I’m revisiting older blog posts. I’m up to the one titled “Loose ends,” which reflects on the nature of origin stories in the age of the Internet.
The post from 2013, mentioned horsemeat detected in hamburgers, Derrida on the desire for beginnings, and Freud on red threads in naval ropes.
I have recently traced a different personal origin challenge: the story of my father’s wartime service. I recruited ChatGPT in this task, a consultation that took the form of a conversation.
In working through my father’s wartime story, we moved step by step from scraps of evidence — photographs with brief labels, a set of medals, and family anecdotes — towards a plausible account of his service.
In its analysis of a photograph of a group of men relaxing in a river, the software suggested that “the landscape and wartime deployments point strongly to the Brahmaputra valley in Assam, with the likeliest places being Guwahati, Tezpur, or Dibrugarh. Those were key river sites where British troops transited, trained, or rested during the Burma campaign.”
Another image shows men standing before a jeep in the desert. I also uploaded a photograph of my father’s medals. The AI was able to identify the location of the desert photograph: “The medals confirm the Africa Star and the Burma Star, and the phrase ‘the forgotten regiment’ recalls the ‘Forgotten Army’ in Burma. Slowly, a narrative takes shape: a young man from Mossley conscripted perhaps at eighteen, serving in North Africa, fighting through Assam and Nagaland, then ending up in occupied Berlin.”

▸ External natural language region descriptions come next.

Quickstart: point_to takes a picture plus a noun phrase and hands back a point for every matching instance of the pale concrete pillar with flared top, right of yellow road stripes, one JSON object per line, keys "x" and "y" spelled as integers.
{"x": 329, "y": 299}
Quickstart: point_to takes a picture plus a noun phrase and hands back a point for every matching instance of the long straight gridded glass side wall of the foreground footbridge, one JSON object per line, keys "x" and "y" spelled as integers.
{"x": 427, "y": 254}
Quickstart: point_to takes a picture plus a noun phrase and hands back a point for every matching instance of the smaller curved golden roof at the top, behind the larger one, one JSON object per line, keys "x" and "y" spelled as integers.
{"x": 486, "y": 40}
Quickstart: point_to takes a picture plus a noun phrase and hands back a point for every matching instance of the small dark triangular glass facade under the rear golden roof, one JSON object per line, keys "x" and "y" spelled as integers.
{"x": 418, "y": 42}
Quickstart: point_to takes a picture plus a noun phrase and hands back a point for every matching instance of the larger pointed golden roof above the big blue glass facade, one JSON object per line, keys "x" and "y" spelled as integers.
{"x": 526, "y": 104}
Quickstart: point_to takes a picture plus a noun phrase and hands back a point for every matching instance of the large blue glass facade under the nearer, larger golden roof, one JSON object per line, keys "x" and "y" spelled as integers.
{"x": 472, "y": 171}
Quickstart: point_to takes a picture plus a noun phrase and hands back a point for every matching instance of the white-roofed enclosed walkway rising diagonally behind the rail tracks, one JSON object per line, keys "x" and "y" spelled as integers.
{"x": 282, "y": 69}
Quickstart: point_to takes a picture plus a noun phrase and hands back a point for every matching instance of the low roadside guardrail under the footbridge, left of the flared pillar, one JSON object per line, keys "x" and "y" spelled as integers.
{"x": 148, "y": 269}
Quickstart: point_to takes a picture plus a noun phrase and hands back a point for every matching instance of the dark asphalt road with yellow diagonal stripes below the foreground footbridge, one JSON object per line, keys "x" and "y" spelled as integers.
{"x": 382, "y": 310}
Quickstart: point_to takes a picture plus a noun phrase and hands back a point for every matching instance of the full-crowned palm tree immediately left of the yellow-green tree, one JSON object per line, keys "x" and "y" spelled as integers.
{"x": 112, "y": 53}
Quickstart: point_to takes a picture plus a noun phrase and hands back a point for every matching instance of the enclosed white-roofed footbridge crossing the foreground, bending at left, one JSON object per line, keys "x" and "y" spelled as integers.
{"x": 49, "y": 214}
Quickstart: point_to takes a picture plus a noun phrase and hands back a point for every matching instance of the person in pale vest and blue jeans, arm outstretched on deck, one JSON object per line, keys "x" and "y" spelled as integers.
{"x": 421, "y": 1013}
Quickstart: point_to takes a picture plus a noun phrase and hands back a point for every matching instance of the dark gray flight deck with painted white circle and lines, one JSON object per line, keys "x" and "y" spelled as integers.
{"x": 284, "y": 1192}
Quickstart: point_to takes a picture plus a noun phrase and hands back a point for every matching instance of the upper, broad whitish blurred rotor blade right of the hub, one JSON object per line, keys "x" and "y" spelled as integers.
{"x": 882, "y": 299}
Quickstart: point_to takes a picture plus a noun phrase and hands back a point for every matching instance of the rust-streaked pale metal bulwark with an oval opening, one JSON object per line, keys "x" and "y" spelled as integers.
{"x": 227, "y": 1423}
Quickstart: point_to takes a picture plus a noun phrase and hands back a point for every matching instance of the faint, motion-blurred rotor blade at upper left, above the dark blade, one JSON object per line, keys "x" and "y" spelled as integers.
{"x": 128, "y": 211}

Out of this process emerged a narrative linking North Africa, Burma, and post-war Berlin. I was aware that this was a generative reconstruction, a weaving of threads, a hypothetical sketch rather than an authoritative account.
The evidence was fragmentary: a few photographs labelled “India during the war,” a group of medals, memories of a scar from a motorbike accident, family stories about Berlin after 1945. Piecing them together was like following threads through a rope, tugging at details to see what connects and unravels.
The next steps would require verification: consulting official service records through the National Archives, checking regimental histories, and perhaps contacting the Manchester Regiment Museum. These would refine, correct, and lend stronger evidential support to the story that ChatGPT helped me to sketch.
Like the “loose ends” post I wrote in 2013, these threads hold together through the weave of a story. ChatGPT summarised: “the narrative is provisional, never fully tied off. Origins resist neat resolution: whether of hamburgers or family histories. What matters is the weaving — the act of tracing connections across fragments, texts, photographs, memories. That is what produces meaning, and perhaps what binds us to those who came before.” I would add in Freudian or Derridean mode the possibility that such investigations could also unbind us from what came before.